Langzamerhand kon ik aan de personen met wie ik in mijn nieuwe bestaan in contact kwam namen verbinden en kreeg ik goed inzicht in functies die in de samenleving binnen het instituut werden vervuld. Ik raakte thuis en kon voor mijzelf bepalen met wie ik op welke manier moest omgaan. De eerste schroom en terughoudendheid verliet ik. En ik kon mij ook oriënteren op aanwezige meisjes. Dat die er waren, was mij vanaf het beging niet ontgaan, niet in de laatste plaats omdat het de kern was van het onderscheid dat in het internaat werd gemaakt. En ook al werkte mijn ogen verre van optimaal, iets in mij zorgde voor een focus op zichtbare aantrekkelijkheid. Dat is zoals het gewoonlijk gaat bij jongens en meisjes, vanuit beide kanten. Toch is het anders als er sprake is van mankementen aan het gezichtsvermogen. Dan moet doorgaans de afstand van de één tot de ander kleiner zijn om tot een beoordeling te kunnen komen. In het geval dat beiden slechtziend zijn, wordt voor een wederzijdse beoordeling op aantrekkelijkheid, bewust of onbewust, een situatie gekozen waarin de onderlinge afstand korter is, liefst toereikend voor een goed beeld. Zo ging dat eveneens bij mij. En dat leidde niet tot een meisje dat mijn hart sneller deed kloppen. Maar ja, als zestienjarige jongen had ik de hormonale ontwikkeling die bij die leeftijd past. Zodoende bleef ik in mijn nieuwe omgeving wel aandacht houden voor erin aanwezige meisjes. En naar mate ik van een paar van hen ontdekt had dat zij niet helemaal onaantrekkelijk waren – een zekere arrogantie was mij kennelijk niet vreemd - , wilde ik meer van hen weten.
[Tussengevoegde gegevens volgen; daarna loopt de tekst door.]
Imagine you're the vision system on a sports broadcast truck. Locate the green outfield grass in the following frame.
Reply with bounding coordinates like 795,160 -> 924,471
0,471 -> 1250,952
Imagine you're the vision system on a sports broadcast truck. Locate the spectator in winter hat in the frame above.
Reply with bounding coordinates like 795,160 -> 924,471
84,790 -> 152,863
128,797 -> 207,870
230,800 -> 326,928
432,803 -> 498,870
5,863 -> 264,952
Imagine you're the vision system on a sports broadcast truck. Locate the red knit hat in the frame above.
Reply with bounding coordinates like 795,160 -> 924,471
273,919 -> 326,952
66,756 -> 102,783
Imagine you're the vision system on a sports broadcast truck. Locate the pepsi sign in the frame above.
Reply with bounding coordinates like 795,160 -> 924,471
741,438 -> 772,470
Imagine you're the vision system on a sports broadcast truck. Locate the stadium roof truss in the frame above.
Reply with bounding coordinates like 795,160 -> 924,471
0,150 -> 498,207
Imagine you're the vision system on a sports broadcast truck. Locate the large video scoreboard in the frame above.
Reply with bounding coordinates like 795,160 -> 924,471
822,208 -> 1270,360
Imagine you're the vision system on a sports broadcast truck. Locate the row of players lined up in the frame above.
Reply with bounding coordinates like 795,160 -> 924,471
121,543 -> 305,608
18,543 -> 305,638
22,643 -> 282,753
Al gauw ontdekte ik ook bestaande relaties. Er waren jongens die op de één of andere manier een keuze hadden gemaakt en dat had, bij meisjes die daar wel voor voelden, tot verhoudingen geleid. Zij hadden een vriendinnetje en dat had kennelijk een soort algemene erkenning gekregen. Er waren dus stelletjes en daarmee had ik rekening te houden, vond ik. Waarom zou ik ophef veroorzaken? Als nieuweling moest ik juist naar acceptatie streven. Ik behoorde – zoals ik dat nu noem – te integreren. Was er dan niet één meisje dat iets voor mij zou kunnen betekenen? Deze vraag hield mij – na enige tijd – bezig.
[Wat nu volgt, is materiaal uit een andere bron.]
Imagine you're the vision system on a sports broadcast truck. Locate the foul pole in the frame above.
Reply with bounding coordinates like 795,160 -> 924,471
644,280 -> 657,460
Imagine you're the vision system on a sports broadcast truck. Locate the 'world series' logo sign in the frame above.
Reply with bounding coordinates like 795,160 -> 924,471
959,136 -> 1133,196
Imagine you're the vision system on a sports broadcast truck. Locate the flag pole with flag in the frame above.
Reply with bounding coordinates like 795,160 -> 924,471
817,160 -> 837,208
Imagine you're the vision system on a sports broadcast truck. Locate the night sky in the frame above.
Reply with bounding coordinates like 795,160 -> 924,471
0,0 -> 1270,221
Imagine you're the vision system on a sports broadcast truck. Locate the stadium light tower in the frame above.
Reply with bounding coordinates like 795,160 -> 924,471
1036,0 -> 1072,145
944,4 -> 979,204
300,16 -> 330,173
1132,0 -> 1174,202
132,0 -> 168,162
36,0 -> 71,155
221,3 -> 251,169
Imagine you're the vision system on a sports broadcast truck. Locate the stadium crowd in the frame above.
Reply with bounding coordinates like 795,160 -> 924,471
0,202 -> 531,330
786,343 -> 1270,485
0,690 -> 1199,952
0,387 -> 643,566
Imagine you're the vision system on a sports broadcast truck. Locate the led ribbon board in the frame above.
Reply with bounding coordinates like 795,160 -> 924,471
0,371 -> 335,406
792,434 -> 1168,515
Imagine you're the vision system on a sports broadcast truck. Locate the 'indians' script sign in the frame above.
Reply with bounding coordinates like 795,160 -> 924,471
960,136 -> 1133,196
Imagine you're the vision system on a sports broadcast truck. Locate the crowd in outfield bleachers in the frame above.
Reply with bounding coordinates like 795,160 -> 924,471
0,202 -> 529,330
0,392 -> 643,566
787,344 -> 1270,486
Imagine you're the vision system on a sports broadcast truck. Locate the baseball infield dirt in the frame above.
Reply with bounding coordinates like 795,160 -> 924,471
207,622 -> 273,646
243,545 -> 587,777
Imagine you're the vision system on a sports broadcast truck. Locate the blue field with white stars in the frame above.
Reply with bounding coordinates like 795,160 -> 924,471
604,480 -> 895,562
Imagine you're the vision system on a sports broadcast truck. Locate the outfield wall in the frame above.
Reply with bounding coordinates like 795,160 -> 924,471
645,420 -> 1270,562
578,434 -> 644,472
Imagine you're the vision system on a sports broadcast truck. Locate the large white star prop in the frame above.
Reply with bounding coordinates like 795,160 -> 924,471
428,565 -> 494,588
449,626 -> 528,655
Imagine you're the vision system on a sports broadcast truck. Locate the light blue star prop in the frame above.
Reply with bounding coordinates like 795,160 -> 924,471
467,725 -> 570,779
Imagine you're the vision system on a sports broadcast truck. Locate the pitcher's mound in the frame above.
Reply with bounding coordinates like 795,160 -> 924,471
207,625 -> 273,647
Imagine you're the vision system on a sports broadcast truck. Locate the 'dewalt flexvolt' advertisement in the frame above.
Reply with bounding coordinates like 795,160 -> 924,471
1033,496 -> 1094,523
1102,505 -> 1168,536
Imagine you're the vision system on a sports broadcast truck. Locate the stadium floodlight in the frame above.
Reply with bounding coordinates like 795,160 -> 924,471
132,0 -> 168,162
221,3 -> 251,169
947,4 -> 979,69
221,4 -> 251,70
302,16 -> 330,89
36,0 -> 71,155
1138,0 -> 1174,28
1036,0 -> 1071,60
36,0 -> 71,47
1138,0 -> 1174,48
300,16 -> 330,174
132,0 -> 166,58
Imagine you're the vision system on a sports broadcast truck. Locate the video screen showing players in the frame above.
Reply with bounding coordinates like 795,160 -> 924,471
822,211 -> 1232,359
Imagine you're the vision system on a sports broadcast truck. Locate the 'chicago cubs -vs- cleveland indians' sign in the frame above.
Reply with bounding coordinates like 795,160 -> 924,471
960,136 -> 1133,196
Ik raakte thuis in de kleine samenleving achter het instituutshek waarvan ik deel was gaan uitmaken. De eerste week was een intensieve tijd van nieuwe ervaringen en het gewaarworden van omstandigheden die ik nog niet eerder had gekend. Op school lag het tempo laag voor mij. Ik was ingestapt in het examenjaar van de mulo. Met het einddiploma zou ik vertraagd weer op het door mij gewenste opleidingsspoor komen. Ik verkeerde in de situatie dat ik kon ervaren hoe anderen met slecht zien omgingen, ook al waren de mankementen aan ogen verschillend. Deze variatie leverde op dat de één de ander kon helpen in een situatie waarin zijn of haar zien nog wel toereikend was. Zo kon de lichtsituatie een behoorlijk verschil maken en merkte ik wat gebreken in het gezichtveld betekenden. Het was onderling bekend geraakt wat bij iedereen het visuele euvel was. Eigenlijk vormde het een onderdeel van de kennismaking te weten te komen wie wat wanneer wel kon zien en wie wat wanneer niet.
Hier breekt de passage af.